LUX: What are the biggest challenges facing the fishing industry and our oceans, and what should corporations and governments be doing to combat this?
AH: The biggest challenge facing ocean fishing today is the total control and dominance of the sector by a small, and frequently highly destructive minority of predominantly unsustainable actors: so-called industrial fishing boats and companies. Conversely, the biggest group of ocean users – known as small-scale fishers – typically fishes relatively sustainably, and targets catches for local consumption and trade, supporting the livelihoods of over 100 million people, and feeding well over 1 billion.
Yet this population, which lives overwhelmingly in the so-called Global South, rarely has a voice in decisions regarding how, where, or when fishing takes place. The majority of fishing is carried out by politically powerful industrial fishing interests, which catch around one half of our seafood globally, and cause staggering damage to our oceans. The biggest proportion of this industrial catch is caught by bottom trawlers, vessels that drag weighted nets over the seabed to scrape up seafood. In some parts of the world over half of all seafood landed is caught in this way. Bottom trawling can be hugely devastating for marine ecosystems and those who rely upon them to eat and to live.
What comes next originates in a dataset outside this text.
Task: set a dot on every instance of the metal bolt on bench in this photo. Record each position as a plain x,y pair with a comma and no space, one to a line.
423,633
LUX: Can you tell us about your work with maternal and child health, and why this is important to you?
AH: Given the lack of basic services in many remote coastal regions, in some countries we also help communities access basic healthcare through training and supporting women to serve as community health workers. We do not replace government health systems, but work to strengthen existing structures in close collaboration with government health actors and specialist NGOs. We also incubate Madagascar’s national health-environment network, which brings together 40 partner organisations to address the health needs of communities living in areas of conservation importance across the country.
LUX: How can we utilise data and technology to improve the management of small-scale fisheries?
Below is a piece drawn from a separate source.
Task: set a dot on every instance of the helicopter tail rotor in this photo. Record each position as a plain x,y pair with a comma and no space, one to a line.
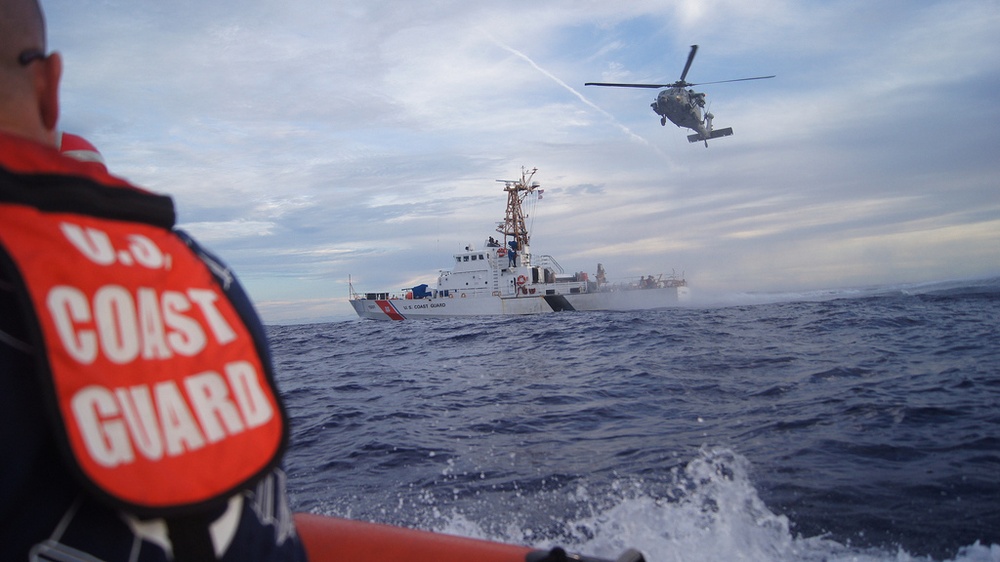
687,66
AH: Technology can play a transformative role in our mission, improving the speed, efficiency and inclusivity with which we work and communicate. From VR headsets that help communities visualise the underwater benefits of marine recovery, to satellite sensors that can track ocean warming, or monitor recovery of mangrove forests from space and provide. We’re committed to putting data and information in the hands of communities, to empowering them with the knowledge they need to rebuild fisheries.
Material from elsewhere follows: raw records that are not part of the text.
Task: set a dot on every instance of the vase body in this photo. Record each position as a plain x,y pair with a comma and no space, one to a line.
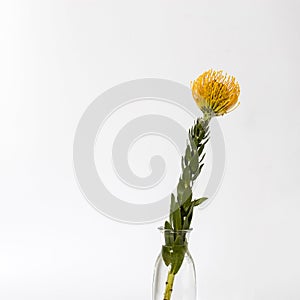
183,282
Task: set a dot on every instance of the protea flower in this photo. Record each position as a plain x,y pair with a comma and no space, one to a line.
216,93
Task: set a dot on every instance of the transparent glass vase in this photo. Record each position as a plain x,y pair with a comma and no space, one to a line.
182,284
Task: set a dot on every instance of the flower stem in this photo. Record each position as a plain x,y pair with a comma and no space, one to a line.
169,286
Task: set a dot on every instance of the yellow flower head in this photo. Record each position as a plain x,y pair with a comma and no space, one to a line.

LUX: Do you believe it is possible for people to engage with marine tourism while promoting sustainable practices?
AH: Absolutely! Tourism done well can provide vital income for coastal communities worldwide, demonstrating the value of protecting the ocean. Done badly tourism can quickly undermine ecosystems, cultures and livelihoods. As tourists we have a huge role to play in being judicious in how we travel, and what practices and services we choose to support with our custom.
LUX: Finally, what advice would you give to an aspiring social entrepreneur looking to make a difference in the realm of sustainability?
AH: We’re living in an ecological emergency of unimaginable proportions and consequences. Ours is the last generation with a realistic chance of helping our species change course without causing irreparable harm to future generations and without causing catastrophic harm to most other species on our only planet. Change happens when an individual makes a decision to act. Don’t wait for someone else.